Wherein, a total of 12 characters appear in the hexadecimal data "436 f 64696 e 6720627920487566666 d 616 e", and the 12 characters and the corresponding frequencies are respectively: ('6',13), ('4',3), ('7',3), ('2',3), ('9',2), ('e',2), ('0',2), ('3',1), ('f',1), ('8',1), ('5',1), ('d',1), ('1', 1).

Step 103: and constructing a first coding table according to the frequencies of the characters and the ternary codes of all leaf nodes in the preset complete ternary tree.

In the embodiment of the application, the preset complete ternary tree with the preset fixed rule can be used for directly constructing the coding table based on the complete ternary tree with the fixed rule and the character frequency in the character sequence corresponding to the binary data when the binary data is coded, so that the Huffman tree with the minimum weighted path length does not need to be constructed based on the character frequency when the binary data is coded, and the coding rule is simpler.

Wherein the predetermined complete ternary tree comprises 2nA complete ternary tree of leaf nodes, n being the bit of the coding unit of the binary dataA leaf node is a node that has no children.

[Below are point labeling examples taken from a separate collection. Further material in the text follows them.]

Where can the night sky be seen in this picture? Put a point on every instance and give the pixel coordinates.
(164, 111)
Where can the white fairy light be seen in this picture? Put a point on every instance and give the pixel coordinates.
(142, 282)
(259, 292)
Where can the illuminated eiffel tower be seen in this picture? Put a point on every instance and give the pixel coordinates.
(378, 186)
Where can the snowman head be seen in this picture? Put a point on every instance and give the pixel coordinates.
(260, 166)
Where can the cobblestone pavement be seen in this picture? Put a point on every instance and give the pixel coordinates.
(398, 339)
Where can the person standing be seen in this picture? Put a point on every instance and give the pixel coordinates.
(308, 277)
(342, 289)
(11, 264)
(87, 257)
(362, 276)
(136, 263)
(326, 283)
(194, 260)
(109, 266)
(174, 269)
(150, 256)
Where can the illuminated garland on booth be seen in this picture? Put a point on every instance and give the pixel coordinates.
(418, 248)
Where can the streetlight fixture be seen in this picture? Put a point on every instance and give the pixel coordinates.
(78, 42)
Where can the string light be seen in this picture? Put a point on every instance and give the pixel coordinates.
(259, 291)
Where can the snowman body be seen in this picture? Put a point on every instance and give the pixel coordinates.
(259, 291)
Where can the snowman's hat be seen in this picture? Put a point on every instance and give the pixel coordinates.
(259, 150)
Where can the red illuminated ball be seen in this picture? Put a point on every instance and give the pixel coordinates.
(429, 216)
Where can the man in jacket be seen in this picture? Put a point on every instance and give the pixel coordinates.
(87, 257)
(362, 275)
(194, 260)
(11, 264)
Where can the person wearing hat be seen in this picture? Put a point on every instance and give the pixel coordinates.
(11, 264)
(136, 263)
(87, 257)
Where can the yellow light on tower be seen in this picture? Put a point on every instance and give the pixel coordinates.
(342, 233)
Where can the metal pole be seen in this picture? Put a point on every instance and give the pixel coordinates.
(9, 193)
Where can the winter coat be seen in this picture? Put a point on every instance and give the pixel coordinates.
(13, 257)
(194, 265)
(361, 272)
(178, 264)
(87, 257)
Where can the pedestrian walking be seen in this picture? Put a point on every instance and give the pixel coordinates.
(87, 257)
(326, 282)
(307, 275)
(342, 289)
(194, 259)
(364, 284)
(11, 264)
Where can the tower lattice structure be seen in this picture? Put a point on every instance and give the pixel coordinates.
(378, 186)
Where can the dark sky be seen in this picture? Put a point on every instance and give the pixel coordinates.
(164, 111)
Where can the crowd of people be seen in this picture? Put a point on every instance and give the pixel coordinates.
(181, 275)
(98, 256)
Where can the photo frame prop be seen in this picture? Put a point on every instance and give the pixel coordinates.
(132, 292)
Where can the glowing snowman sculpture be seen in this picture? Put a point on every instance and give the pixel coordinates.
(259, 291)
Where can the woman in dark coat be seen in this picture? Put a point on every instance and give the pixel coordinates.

The paths between the parent node and the child node in the full ternary tree are sequentially encoded as 0,1 and 2, for example, the paths between the parent node and the child node may be sequentially encoded as 0,1 and 2 from left to right, that is, the leftmost path is encoded as 0, the middle path is encoded as 1, and the rightmost path is encoded as 2. The ternary code of each leaf node in the full ternary tree is preset as the code of the path from the root node to each child node.

For example, if the binary data is encoded in units of bytes, the bit number n of the encoding unit of the binary data is 8, and the predetermined full ternary tree includes 28(256) A full ternary tree of leaf nodes. If the binary data is encoded in units of half bytes, the bit number n of the encoding unit of the binary data is 4, and the predetermined complete ternary tree is 24(16) A full ternary tree of leaf nodes.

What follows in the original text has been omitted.